In discussing the difficult relationship Patricia and Claude had begun to experience because of the impact which the sexual abuse Patricia had experience in her youth, John Henderson notes that Claude had become his wife’s accuse rather than her advocate. Rather than lovingly help her to seek God and to attempt to empathize with her pain, he only became frustrated and angry with her. Patricia had become sexually unreceptive to Claude on their honeymoon night, and rather than exploring the depth of the pain she was experiencing that was keeping her from the marriage bed, he could only think of his unmet desires and had become angry with her. As Henderson says:
“Rather than an advocate, he was often an accuser. Rather than speaking to her with the comforting words of the gospel, he had often growled and roared with anger. He wasn’t an abuser, but it was hard for Patricia to tell him apart from the abusers of her past. Claude began asking himself, “Am I a melting influence in my wife’s heart or a strengthening influence? Am I drawing her away from Jesus or toward him?” Though he was not the reason or the agonies of her past, was he compounding them in the present?”

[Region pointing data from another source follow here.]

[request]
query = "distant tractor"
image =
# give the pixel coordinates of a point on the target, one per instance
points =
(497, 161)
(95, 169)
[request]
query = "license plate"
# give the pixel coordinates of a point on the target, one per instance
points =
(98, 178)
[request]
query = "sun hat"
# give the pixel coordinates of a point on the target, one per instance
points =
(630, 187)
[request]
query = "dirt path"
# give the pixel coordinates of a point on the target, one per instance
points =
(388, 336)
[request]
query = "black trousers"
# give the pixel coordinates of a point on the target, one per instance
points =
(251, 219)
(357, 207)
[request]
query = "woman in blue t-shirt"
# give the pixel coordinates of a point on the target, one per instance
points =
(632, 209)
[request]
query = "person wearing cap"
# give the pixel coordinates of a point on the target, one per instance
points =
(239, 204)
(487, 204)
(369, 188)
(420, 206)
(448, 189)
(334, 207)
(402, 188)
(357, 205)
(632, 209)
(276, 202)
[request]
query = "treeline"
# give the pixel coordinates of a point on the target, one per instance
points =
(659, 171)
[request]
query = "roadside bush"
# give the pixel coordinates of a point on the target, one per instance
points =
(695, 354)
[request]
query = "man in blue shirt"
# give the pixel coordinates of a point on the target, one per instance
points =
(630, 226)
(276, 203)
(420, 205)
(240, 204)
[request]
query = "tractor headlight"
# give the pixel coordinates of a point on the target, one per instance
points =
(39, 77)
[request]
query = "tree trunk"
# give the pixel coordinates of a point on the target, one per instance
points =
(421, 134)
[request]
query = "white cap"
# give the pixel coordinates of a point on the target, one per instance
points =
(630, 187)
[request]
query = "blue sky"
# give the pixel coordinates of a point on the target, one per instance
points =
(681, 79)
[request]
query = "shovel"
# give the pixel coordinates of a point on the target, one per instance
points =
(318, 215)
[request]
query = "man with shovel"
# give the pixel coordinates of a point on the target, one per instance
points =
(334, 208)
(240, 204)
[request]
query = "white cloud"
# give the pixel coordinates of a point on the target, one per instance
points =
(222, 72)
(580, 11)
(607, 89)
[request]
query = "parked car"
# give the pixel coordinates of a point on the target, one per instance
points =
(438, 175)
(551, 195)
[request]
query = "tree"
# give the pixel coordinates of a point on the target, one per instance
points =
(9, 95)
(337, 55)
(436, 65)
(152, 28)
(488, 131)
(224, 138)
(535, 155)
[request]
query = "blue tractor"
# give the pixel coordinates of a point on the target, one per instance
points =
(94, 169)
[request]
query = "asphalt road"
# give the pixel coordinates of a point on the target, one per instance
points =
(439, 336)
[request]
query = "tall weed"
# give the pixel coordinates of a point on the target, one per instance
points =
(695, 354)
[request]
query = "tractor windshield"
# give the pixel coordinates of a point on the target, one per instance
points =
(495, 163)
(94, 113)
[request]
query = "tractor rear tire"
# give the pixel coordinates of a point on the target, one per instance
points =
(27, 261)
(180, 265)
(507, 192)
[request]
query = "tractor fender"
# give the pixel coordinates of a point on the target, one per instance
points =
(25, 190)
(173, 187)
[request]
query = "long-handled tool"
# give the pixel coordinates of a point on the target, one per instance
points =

Furthermore, Patricia had never linked the abuse which she had experienced with the abuse which Jesus Christ had experienced. Continuing in Psalm 22:
“For dogs have surrounded me; a band of evildoers has encompassed me; they pierced my hands and my feet. I can count all my bones. They look, they stare at me; they divide my garments among them, And for my clothing they cast lots”(Ps. 22:16-18).
Whatever abuse we may have endured in the past, or may endure in the future, Jesus endured the full wrath of God on the cross on behalf of the Church. John Henderson points to 1 Peter 2:20-21:
“But if when you do what is right and suffer for it you patiently endure it, this finds favor with God. For you have been called for this purpose, since Christ also suffered for you, leaving you an example for you to follow in his steps.”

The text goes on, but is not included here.